The European Union agreed to slap a new raft of sanctions against Russia, targeting for the first time supplies of liquefied natural gas (LNG), which several member states continue to buy despite the war in Ukraine being well into its third year.
The sanctions represent the 14th package enforced since February 2022 and come at a delicate time on the battlefield, as Russian troops attempt to seize their renewed momentum to make further territorial gains.
The package is the result of protracted negotiations among ambassadors, who spent weeks haggling over highly technical details. The approval was delayed several times over the reservations voiced by several countries, including Hungary, which had previously vowed to block any sanctions in the energy sector.

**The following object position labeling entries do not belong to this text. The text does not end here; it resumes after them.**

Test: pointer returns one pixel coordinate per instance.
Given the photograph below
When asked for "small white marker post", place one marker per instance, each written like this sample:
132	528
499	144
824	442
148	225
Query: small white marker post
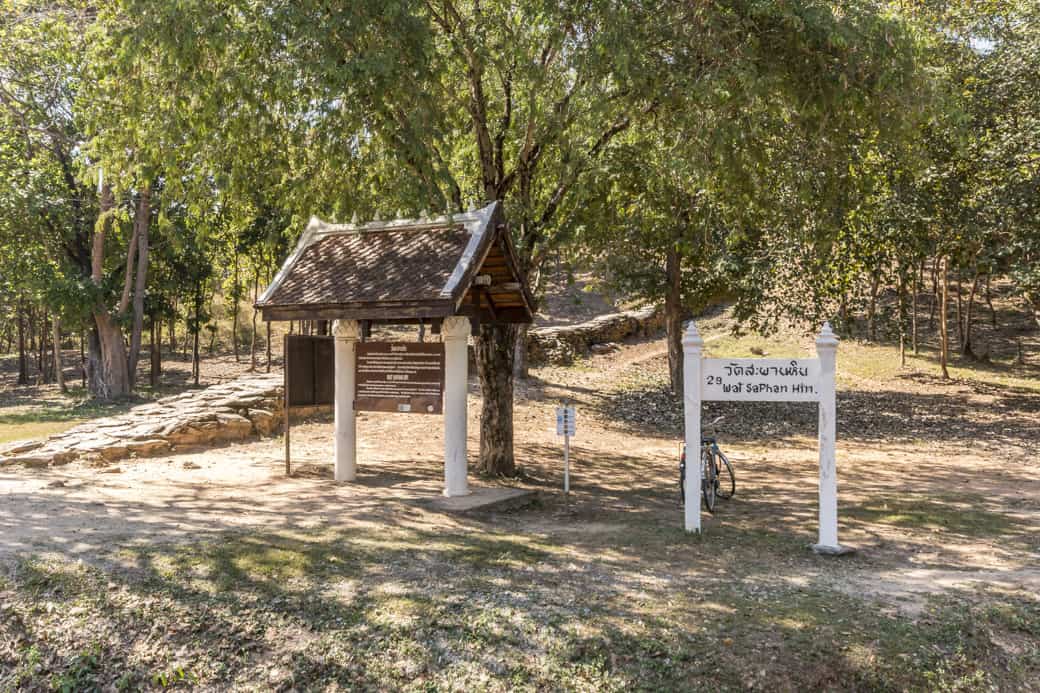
566	427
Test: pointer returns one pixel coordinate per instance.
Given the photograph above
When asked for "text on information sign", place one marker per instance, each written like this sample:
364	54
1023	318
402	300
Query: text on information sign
762	380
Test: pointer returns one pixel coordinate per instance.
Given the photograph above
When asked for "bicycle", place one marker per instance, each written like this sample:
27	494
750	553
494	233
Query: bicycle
718	480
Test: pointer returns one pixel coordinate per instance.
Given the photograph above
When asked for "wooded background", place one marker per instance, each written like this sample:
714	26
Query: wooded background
804	159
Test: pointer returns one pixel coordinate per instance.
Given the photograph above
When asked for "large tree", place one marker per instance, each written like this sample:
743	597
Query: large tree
369	106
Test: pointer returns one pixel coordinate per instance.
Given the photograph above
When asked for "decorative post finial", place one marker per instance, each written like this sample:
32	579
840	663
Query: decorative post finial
692	338
827	338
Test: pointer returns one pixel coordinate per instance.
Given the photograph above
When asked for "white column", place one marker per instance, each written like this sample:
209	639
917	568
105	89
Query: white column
692	349
455	334
827	347
347	334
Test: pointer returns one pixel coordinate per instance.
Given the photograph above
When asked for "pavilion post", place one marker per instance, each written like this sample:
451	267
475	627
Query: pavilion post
693	347
347	334
455	332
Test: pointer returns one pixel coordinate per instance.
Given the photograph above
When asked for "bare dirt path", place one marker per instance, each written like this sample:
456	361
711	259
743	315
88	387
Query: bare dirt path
927	515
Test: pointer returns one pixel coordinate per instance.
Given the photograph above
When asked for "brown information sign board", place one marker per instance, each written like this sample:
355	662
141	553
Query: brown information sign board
400	376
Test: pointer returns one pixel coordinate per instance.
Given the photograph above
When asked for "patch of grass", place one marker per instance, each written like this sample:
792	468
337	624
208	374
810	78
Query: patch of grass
962	515
53	416
395	608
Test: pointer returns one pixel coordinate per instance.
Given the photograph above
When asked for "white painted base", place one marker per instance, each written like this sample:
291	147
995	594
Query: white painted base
838	549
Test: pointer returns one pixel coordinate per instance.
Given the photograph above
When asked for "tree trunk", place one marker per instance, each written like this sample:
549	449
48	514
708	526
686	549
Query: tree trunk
520	366
673	316
989	302
236	289
23	361
253	340
143	219
966	345
42	349
918	276
173	328
110	379
959	313
155	373
935	291
195	334
267	344
903	317
58	373
82	359
943	327
872	315
495	352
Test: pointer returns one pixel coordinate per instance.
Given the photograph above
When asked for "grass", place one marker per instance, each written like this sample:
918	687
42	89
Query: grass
478	610
51	416
961	515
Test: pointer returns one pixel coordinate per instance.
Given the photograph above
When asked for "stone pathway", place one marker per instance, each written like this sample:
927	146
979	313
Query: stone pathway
221	413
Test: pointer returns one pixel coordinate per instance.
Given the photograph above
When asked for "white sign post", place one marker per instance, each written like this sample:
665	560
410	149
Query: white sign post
763	380
566	427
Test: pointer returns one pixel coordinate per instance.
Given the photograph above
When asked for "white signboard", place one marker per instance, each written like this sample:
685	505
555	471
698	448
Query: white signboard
565	421
760	380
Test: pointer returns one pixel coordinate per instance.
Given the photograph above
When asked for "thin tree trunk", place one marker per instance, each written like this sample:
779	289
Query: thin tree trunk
495	351
141	221
872	314
673	316
253	340
903	317
521	368
42	348
935	292
198	328
236	291
58	373
267	344
967	349
989	302
943	327
918	276
23	362
959	313
155	370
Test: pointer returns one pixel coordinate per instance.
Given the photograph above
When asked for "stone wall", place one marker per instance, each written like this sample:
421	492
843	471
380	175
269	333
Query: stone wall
563	343
239	409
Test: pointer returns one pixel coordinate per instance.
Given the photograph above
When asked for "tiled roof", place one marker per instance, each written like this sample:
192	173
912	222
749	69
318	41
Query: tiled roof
379	265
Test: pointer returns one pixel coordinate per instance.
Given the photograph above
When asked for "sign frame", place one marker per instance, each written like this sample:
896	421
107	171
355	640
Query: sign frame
765	380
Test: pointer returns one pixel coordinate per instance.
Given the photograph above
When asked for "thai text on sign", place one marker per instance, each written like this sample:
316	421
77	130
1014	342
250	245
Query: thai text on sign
762	380
406	377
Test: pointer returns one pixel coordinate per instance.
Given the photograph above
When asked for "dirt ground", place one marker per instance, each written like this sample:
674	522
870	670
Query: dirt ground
925	514
939	494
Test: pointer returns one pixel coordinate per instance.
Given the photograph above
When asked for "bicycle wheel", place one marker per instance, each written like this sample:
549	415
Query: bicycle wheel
682	479
708	479
726	485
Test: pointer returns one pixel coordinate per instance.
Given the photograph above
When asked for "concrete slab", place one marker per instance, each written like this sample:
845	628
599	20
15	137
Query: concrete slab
482	498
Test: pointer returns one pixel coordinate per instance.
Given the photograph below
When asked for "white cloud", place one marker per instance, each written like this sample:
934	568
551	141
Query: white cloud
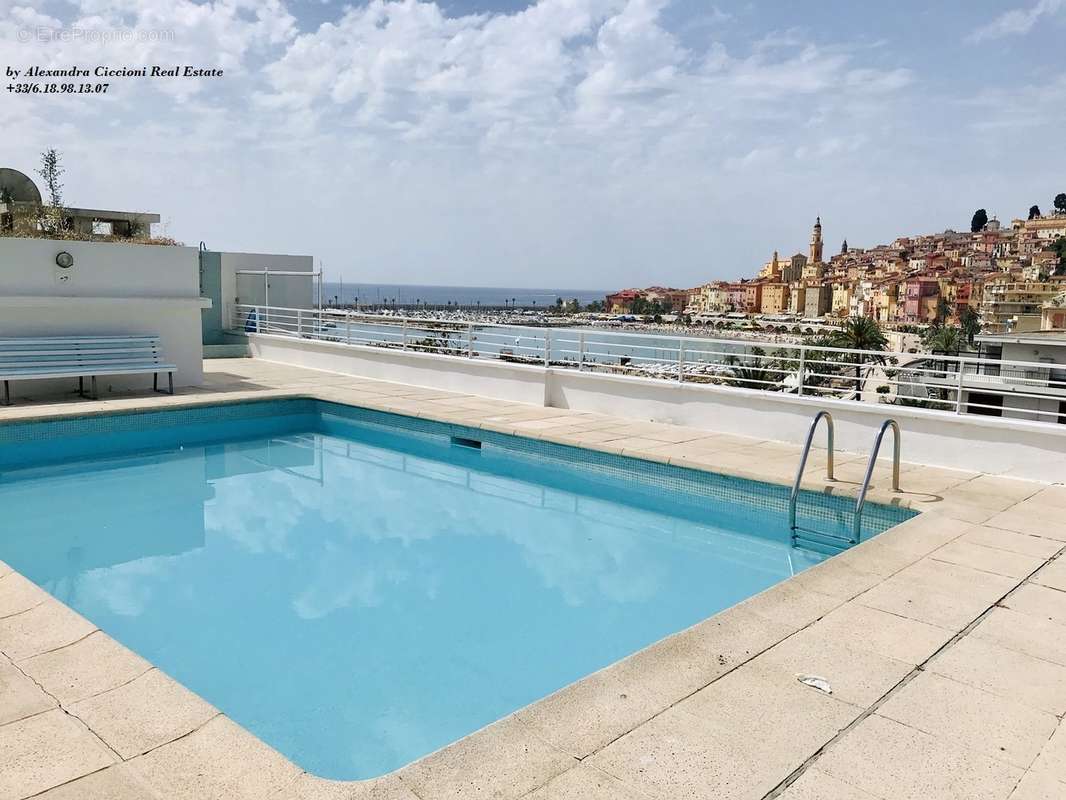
577	141
1017	21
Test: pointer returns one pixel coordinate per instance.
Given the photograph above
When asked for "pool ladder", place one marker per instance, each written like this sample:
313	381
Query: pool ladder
820	538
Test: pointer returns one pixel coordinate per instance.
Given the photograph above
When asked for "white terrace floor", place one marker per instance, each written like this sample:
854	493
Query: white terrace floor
943	639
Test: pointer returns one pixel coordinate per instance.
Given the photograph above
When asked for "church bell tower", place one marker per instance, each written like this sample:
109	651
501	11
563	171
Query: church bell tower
816	242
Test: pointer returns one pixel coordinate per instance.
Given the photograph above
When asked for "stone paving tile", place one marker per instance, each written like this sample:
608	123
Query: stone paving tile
970	717
19	594
584	783
988	559
221	761
895	762
1053	575
1007	673
42	628
885	634
814	784
938	593
1039	786
143	714
1011	489
721	742
1013	542
584	717
857	676
113	783
19	697
677	756
85	668
960	509
1038	638
471	766
309	787
49	749
1052	757
1024	518
925	533
836	579
1052	497
791	604
1039	602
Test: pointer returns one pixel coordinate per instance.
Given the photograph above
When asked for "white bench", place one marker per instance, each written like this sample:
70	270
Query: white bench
81	357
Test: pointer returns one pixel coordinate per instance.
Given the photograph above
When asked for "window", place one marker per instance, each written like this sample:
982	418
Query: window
988	405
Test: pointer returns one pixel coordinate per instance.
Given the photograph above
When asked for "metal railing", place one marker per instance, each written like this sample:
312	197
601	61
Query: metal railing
860	502
794	495
1034	390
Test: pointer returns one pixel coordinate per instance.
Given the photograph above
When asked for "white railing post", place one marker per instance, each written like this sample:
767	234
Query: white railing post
958	388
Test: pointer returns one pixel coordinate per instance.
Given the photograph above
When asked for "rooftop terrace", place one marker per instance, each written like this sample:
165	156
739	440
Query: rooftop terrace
942	640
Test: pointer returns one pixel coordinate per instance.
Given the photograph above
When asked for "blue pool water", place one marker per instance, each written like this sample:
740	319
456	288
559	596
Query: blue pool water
357	589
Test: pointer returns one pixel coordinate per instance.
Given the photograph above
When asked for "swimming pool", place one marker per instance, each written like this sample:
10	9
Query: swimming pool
359	589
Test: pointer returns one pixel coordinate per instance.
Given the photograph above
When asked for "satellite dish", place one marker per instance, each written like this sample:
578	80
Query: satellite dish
19	186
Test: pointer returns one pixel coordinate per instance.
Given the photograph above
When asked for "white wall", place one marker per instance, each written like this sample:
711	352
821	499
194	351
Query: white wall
112	288
964	442
285	292
500	380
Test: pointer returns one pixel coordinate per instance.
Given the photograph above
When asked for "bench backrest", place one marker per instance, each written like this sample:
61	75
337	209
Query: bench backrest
73	352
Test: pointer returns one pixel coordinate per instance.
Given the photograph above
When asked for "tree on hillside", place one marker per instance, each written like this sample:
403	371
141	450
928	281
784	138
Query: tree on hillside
1060	250
970	323
947	339
51	171
862	334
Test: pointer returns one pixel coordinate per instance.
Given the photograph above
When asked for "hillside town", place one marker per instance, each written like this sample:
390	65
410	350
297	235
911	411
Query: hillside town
1003	278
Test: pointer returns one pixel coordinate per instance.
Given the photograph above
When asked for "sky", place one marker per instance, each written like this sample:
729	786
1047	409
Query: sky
555	143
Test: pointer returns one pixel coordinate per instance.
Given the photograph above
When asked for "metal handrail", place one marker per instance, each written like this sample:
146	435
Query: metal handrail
803	464
857	528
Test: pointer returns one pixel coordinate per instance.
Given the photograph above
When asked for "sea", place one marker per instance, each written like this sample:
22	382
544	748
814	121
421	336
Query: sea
464	297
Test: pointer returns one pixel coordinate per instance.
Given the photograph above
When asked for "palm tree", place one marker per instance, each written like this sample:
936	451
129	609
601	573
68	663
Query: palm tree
862	334
948	340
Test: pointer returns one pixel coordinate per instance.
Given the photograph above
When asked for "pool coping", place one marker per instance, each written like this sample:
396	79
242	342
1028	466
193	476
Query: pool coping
569	730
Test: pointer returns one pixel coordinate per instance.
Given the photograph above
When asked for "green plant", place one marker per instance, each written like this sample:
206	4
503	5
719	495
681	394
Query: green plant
969	322
861	334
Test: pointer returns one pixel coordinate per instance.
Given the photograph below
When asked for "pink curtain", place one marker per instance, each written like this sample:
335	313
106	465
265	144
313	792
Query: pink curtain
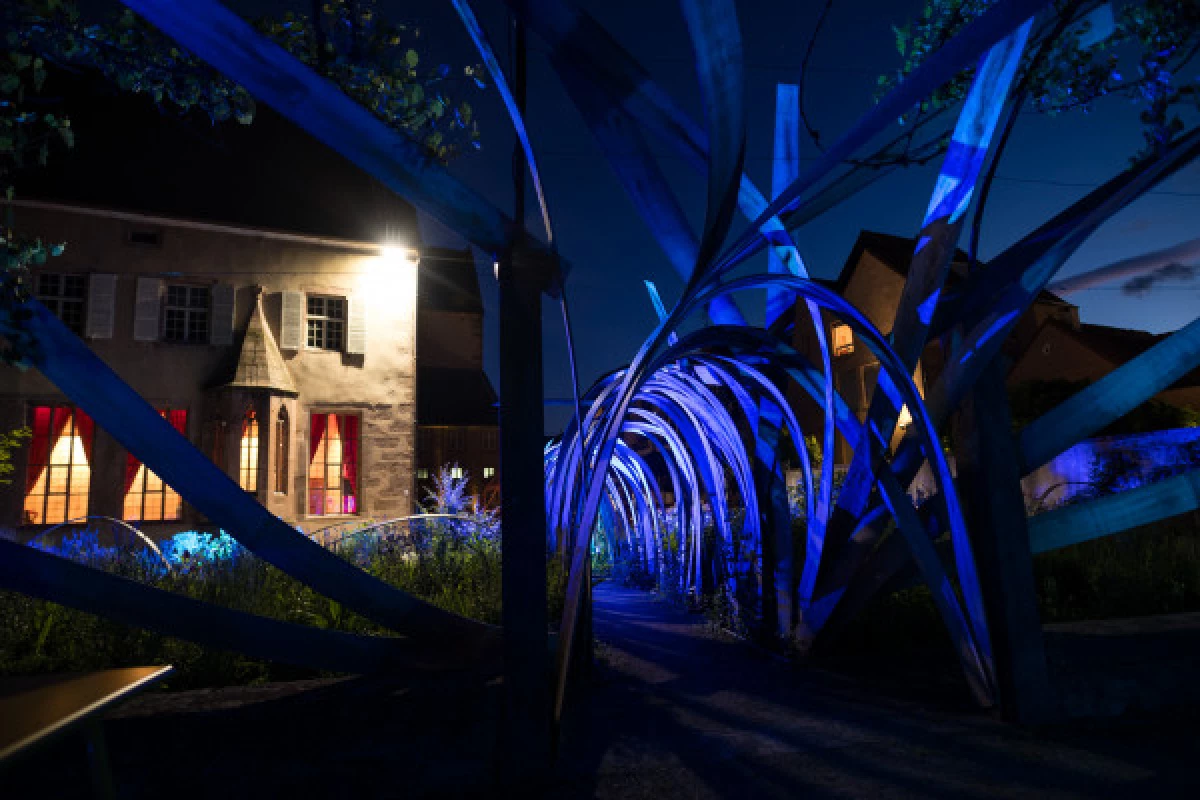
349	463
318	429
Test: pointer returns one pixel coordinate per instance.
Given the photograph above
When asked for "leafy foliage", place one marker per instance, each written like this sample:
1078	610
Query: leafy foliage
9	443
1158	37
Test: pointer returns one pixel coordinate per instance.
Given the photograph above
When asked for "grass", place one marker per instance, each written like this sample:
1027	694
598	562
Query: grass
36	637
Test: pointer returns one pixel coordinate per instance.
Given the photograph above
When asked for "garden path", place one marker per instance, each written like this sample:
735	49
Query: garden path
679	711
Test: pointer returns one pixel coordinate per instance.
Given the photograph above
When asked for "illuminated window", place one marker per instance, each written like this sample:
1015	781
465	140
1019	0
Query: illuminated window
186	314
327	323
247	469
59	473
147	497
334	464
64	295
843	340
282	447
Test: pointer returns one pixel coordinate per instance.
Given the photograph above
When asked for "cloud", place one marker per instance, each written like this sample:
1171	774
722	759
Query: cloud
1143	283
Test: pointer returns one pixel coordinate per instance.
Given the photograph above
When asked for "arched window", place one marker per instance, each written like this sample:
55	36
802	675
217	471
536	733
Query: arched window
282	451
249	462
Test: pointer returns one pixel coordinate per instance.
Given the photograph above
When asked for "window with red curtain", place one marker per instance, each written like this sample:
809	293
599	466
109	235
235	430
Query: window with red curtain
58	476
247	459
334	464
147	497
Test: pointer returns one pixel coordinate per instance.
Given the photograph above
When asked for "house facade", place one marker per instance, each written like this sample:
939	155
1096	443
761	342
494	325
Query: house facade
1048	342
289	360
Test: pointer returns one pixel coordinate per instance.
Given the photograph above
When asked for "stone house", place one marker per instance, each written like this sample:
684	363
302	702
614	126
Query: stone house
291	360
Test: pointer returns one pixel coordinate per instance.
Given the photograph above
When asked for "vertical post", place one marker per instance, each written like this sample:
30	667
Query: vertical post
526	733
1000	537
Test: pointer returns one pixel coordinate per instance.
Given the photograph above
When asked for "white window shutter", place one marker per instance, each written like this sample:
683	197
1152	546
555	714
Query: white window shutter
355	326
292	320
145	310
221	331
101	306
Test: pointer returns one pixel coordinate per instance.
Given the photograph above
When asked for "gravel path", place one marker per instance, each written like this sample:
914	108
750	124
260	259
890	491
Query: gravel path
672	711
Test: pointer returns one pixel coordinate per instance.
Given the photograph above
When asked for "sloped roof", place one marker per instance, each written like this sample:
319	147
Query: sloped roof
259	364
1119	346
447	281
897	252
447	396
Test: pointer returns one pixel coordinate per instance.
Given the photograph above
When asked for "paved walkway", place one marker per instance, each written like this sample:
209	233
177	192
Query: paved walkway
671	711
679	713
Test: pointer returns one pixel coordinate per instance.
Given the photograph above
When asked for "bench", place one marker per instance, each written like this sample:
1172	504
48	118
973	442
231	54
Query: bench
39	709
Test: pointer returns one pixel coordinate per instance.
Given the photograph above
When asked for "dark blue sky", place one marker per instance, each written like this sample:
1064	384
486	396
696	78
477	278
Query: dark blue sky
1049	163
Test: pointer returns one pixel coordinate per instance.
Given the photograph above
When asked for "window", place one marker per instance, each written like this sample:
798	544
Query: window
282	447
147	497
247	470
327	323
186	316
334	464
64	295
843	340
59	473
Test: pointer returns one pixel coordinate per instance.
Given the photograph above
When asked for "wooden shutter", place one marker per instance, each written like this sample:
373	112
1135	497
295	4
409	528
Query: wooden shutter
292	323
221	332
355	326
101	305
145	310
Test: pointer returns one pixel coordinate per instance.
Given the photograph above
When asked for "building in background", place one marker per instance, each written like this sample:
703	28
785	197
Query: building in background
456	405
1048	342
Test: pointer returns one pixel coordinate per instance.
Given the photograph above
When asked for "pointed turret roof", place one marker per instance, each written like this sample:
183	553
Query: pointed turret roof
259	362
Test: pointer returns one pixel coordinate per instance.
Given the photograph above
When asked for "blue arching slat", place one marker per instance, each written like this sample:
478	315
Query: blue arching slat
785	169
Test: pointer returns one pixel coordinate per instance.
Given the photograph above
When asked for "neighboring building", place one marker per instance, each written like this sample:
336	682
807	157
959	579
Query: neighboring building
456	405
289	360
1048	341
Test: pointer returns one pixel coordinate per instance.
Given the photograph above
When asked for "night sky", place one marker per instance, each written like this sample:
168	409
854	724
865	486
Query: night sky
1049	163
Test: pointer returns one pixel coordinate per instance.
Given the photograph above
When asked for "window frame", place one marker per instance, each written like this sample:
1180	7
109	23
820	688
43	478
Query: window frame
247	463
48	465
189	311
325	464
163	489
327	322
55	302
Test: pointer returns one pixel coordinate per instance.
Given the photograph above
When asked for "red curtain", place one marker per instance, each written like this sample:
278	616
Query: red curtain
318	429
85	429
39	446
349	463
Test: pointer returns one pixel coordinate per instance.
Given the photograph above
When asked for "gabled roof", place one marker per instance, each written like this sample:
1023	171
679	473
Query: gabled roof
448	396
259	364
897	252
1119	346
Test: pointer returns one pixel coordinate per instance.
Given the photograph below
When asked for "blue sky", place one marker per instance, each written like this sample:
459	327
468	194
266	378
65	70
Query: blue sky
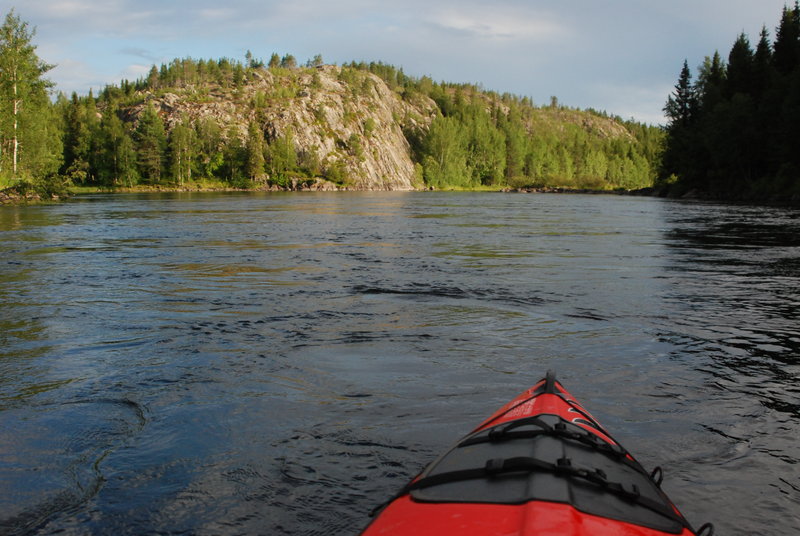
622	56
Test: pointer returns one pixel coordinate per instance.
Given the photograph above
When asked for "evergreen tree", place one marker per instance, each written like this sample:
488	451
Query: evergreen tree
274	60
255	151
682	103
444	154
234	156
209	146
740	68
182	144
681	110
151	143
281	158
787	41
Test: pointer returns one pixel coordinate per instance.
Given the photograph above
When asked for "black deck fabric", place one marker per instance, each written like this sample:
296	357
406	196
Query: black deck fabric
547	459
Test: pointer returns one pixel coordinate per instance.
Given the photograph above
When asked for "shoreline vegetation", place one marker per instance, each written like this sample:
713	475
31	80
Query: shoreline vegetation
277	125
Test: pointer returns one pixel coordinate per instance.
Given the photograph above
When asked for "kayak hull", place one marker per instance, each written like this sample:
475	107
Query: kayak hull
540	465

However, the last hold-out was Germany over the “no Russia clause,” which imposes obligations on companies to keep sensitive goods away from the Kremlin.
Brussels missed two self-imposed deadlines – the G7 in Italy and the Peace Summit in Switzerland – to give Germany more time to work things out. On Thursday morning, the country signalled its concerns had been satisfied, paving the way for the deal.
The LNG clampdown, though, falls short of an all-out import ban like the bloc previously did with coal and seaborne oil, two of Moscow’s largest sources of revenues.
Instead, EU companies will still be allowed to purchase Russian LNG but be prohibited from re-exporting it to other countries, a practice known as trans-shipment.
The Centre for Research on Energy and Clean Air (CREA), an independent organisation that tracks Russian fossil fuels, estimates that in 2023 the bloc paid €8.3 billion for 20 billion cubic metres (bcm) of Russian LNG, representing 5% of the total gas consumption, Euronews reports.